A Veteran Hits A Wall

Fifty resumes, one interview. That’s how the last year has gone for Alexander Brandon, the composer behind Deus Ex and Unreal, who told PC Gamer he’s struggled to land a steady role despite three decades in game audio.

Brandon’s credits stretch from composing on landmark PC shooters to directing audio on Wasteland 3 and Neverwinter Nights 2, plus the kind of unglamorous voice and sound work that keeps projects moving. On paper, it reads like a career that should open doors. In 2026, it’s not doing that.

Full-Time Roles Are Drying Up

“My take on things is: Full-time is far less likely, high-paying full-time is probably more competitive than it’s ever been,” Brandon said in an interview with PC Gamer. “I’ve submitted 50 resumes and gotten one interview in the last year.”

His last full-time post was audio director at Frost Giant on Stormgate, a spiritual successor to StarCraft that, per PC Gamer, has struggled to pull in players. Brandon was laid off in 2025 and credited CEO Tim Morten for hanging on “till the bitter end in terms of keeping his people employed.”

He’s far from alone. Brandon said other “unbelievably senior and legendary-status people,” including Bungie’s former head of audio, have been pushed toward contract work as top-tier studios post fewer permanent openings. “You have to weigh: ‘Yeah, I could get a full-time job, but how long is it going to last?’” he said.

Cautious On AI, Not Anti-AI

At GDC this year, Brandon co-hosted a roundtable on AI’s impact on game audio. He helped co-found a Special Interest Group focused on the technology after losing a mobile game contract to AI. The group aims to be “like Switzerland,” as he put it, weighing productivity gains against ethical concerns and legal risks, and pushing for transparency around where training data comes from.

That stance hasn’t drawn in developers who oppose any AI use, a view Brandon respects but doesn’t share. “It’s better to say: ‘AI scares me. I am very, very concerned about it. I have questions. I want to know if I’m going to lose my job. I want to know that humans still really matter.’ Of course, the tool vendors that we’ve talked to that have joined the working group all say ‘Oh my gosh, humans absolutely matter.’ And I’m just like ‘All right, now let’s figure out what you mean by that.’”

He also described grounded, unsexy use cases. AI has helped him cut down on hunting through documentation and dealing with the quirks of audio middleware in engines like Unreal. Having AI integration place a sound object correctly in a game world saved real setup time and let him focus on creative direction instead of fiddly plumbing.

Hype Fatigue Meets A Frayed Job Market

That pragmatism clashes with the industry’s louder promises. “There are CEOs saying nobody’s going to have a job in, like, two seconds, and we’re all going to be in a utopia,” Brandon said. “Money’s just going to flow into our mailboxes and we’re going to turn into Wall-E or whatever. I’m just like, stop the techbro crap—I think people are sick of that.”

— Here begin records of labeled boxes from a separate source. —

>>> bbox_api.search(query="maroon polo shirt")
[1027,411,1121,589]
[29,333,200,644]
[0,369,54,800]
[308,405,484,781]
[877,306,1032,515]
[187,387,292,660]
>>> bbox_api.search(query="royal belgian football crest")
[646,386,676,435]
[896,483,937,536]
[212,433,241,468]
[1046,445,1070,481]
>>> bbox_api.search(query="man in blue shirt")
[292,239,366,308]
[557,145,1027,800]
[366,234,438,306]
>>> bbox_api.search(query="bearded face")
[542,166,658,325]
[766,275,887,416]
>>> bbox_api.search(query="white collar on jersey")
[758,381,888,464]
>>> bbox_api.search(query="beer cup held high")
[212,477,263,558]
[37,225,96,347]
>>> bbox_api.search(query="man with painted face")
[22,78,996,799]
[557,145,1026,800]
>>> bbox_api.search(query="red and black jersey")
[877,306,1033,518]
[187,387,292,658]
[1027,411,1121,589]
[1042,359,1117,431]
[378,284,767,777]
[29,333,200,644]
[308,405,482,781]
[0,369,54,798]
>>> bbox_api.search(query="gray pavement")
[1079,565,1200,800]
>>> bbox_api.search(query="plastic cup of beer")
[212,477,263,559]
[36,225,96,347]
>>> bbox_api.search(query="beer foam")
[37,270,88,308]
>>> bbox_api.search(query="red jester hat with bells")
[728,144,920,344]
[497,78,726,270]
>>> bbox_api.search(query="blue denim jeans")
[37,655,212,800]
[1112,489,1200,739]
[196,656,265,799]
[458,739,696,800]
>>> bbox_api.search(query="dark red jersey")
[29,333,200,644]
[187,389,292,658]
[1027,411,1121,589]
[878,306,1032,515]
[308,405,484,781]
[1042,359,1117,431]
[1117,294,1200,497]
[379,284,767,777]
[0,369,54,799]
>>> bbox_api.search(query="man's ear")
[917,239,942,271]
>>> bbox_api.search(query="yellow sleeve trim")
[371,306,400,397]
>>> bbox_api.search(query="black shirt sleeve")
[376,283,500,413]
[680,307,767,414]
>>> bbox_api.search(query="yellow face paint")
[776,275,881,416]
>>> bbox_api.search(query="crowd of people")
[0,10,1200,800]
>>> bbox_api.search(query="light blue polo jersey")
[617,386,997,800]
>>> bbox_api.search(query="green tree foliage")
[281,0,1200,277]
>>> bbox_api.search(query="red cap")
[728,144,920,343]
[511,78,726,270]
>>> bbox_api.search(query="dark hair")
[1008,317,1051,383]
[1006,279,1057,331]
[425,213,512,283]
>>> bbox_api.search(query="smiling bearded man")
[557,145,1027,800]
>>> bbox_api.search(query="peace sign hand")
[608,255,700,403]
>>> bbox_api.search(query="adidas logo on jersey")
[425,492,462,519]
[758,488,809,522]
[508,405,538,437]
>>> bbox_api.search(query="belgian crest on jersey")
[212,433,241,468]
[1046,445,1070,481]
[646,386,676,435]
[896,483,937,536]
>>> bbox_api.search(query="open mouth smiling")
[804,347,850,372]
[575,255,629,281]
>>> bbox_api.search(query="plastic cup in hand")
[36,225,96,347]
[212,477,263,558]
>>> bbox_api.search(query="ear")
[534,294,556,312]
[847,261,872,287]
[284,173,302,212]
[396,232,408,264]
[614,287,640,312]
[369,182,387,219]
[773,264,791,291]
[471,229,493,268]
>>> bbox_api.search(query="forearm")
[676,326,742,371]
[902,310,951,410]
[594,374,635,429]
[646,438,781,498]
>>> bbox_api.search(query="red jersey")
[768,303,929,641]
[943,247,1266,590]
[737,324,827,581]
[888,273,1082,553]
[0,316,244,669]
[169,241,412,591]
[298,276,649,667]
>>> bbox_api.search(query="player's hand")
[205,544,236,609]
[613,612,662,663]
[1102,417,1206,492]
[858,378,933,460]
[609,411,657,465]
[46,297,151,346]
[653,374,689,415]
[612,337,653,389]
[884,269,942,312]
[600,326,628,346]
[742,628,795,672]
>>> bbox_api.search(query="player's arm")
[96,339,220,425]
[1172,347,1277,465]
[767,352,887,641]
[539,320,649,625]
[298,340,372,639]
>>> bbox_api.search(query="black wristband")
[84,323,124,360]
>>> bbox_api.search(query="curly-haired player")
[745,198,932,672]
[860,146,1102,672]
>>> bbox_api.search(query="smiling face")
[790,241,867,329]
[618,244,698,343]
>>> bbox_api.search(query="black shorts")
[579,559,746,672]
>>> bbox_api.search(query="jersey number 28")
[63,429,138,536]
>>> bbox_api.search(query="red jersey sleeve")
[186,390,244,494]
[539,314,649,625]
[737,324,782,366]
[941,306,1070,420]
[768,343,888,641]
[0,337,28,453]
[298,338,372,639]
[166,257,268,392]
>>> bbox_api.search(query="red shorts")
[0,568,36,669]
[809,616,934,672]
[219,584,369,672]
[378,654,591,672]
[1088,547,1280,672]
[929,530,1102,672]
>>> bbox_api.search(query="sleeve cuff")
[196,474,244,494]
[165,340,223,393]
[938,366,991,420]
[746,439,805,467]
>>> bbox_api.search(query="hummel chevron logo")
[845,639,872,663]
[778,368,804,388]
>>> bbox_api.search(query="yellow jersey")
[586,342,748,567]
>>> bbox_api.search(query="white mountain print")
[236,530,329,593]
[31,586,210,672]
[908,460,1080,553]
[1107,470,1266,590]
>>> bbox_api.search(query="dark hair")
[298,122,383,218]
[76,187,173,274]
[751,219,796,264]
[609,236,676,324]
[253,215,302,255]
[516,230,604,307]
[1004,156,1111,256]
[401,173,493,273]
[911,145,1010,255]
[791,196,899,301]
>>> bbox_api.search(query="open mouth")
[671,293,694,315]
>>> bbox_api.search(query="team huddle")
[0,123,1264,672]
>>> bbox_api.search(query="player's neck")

He bristled at the pressure to imitate boosterish language. “People drink all of this Kool-Aid and are like ‘if we don’t use this language, we are behind.’ We need to be behind. We need to acknowledge our limitations, and we need to be able to say, as humans, ‘we can’t keep pushing ourselves through this shitty economy and shitty situation.’ Not to soapbox too much.”

Pull back, and a picture emerges of an audio field caught between shrinking headcounts and faster tooling. Veterans are piecing together contracts, studios are hedging on long-term hires, and AI sits in the middle—useful for grunt work, volatile for careers, and still largely opaque in how it’s trained. Brandon’s working group wants receipts and clear boundaries; most developers would settle for stable jobs and credit where it’s due.

Where does that leave the next season of game audio? Somewhere practical. If studios want distinctive soundscapes, they’ll still need humans making judgment calls—taste, theme, timing—while any AI gains should be paired with data transparency, consent, and staffing that lasts longer than a milestone. Keep an eye on that GDC-born group and how big teams staff audio through the next wave of releases. If someone like Brandon is knocking this hard, the industry’s doors aren’t just closed—they’re creaking.